I’ve endured in game plagues before, in EQII and in WoW, and there’s something inherently fun about catching and then intentionally passing along illness and death to in-game peers. In EQII, I actually snagged the plague on a toon that I camped, with the idea that I could log it in years later and start the plague up again (It didn’t work). The SWTOR plague is different though, because by catching it and passing it along, you can complete the daily quest and also get DNA when you self-destruct, and it turns out to be a very easy and relatively quick way to build up DNA. So over at the bank in the fleet on my server, there’s a tightly-packed crowd standing around giving the plague to each other and summarily blowing up after it runs its course. It’s pretty gross actually, because every few minutes someone will turn green, start hurling, and then explode, covering everyone in a green fog.

There are a few really neat things about this event. The first is that people somehow found each other and collectively designated the bank at the fleet to be “Plague Central.” I always love in MMOs when people choose social hubs, like the EC tunnel in EQ, because it just sort of happens — there’s no official declaration or vote or anything. Bioware didn’t put in the patch notes anything about meeting at the bank if you want to join a plague party, so how did so many find their way there, and how did word get out?

But another thing that struck me is that we’re willing to do pretty much anything for the proverbial cheese, including standing around absorbing green hurl and fog. I have only three days to get enough DNA to get that black and green lightsaber crystal that I want, so my little jedi ooched into the crowd and joined the plague party so I could play catch up with DNA farming. I’m currently tabbed out as I write this, so I’m playing SWTOR, only I’m not. I’m going to get the crystal purely because I was able to log in and leave my toon afk in the fleet for extended periods of time. If the kids’ school vacation week were longer, I wouldn’t be able to get the crystal. It has nothing to do with my skill, or my values, or my abilities as a player, it only has to do with my ability to log in (and stand near green puking people). Likewise, my lack of ability to log in the past week has caused me to fall short of being able to do all the armor dailies.

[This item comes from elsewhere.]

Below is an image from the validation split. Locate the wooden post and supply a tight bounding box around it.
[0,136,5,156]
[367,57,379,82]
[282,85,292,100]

Lastly, how did we get to the point in MMOs where being “social” meant standing in a crowd with orange eyes and a green hue? The crowd by the bank is one of the largest gathering of players in SWTOR that I’ve seen since launch, and yet it’s not really social at all. Don’t get me wrong, I like the plague event, and I love the fact that it’s taking place on Tatooine (yes, I love that zone), but there’s something odd about standing around with dozens of others doing pretty much nothing. Makes me want to start inviting to form up a raid and go tackle, well, something!

In the meantime, I’ll be inhaling germs and auctioning my plague-filled DNA to the highest bidder. Get it while it’s green!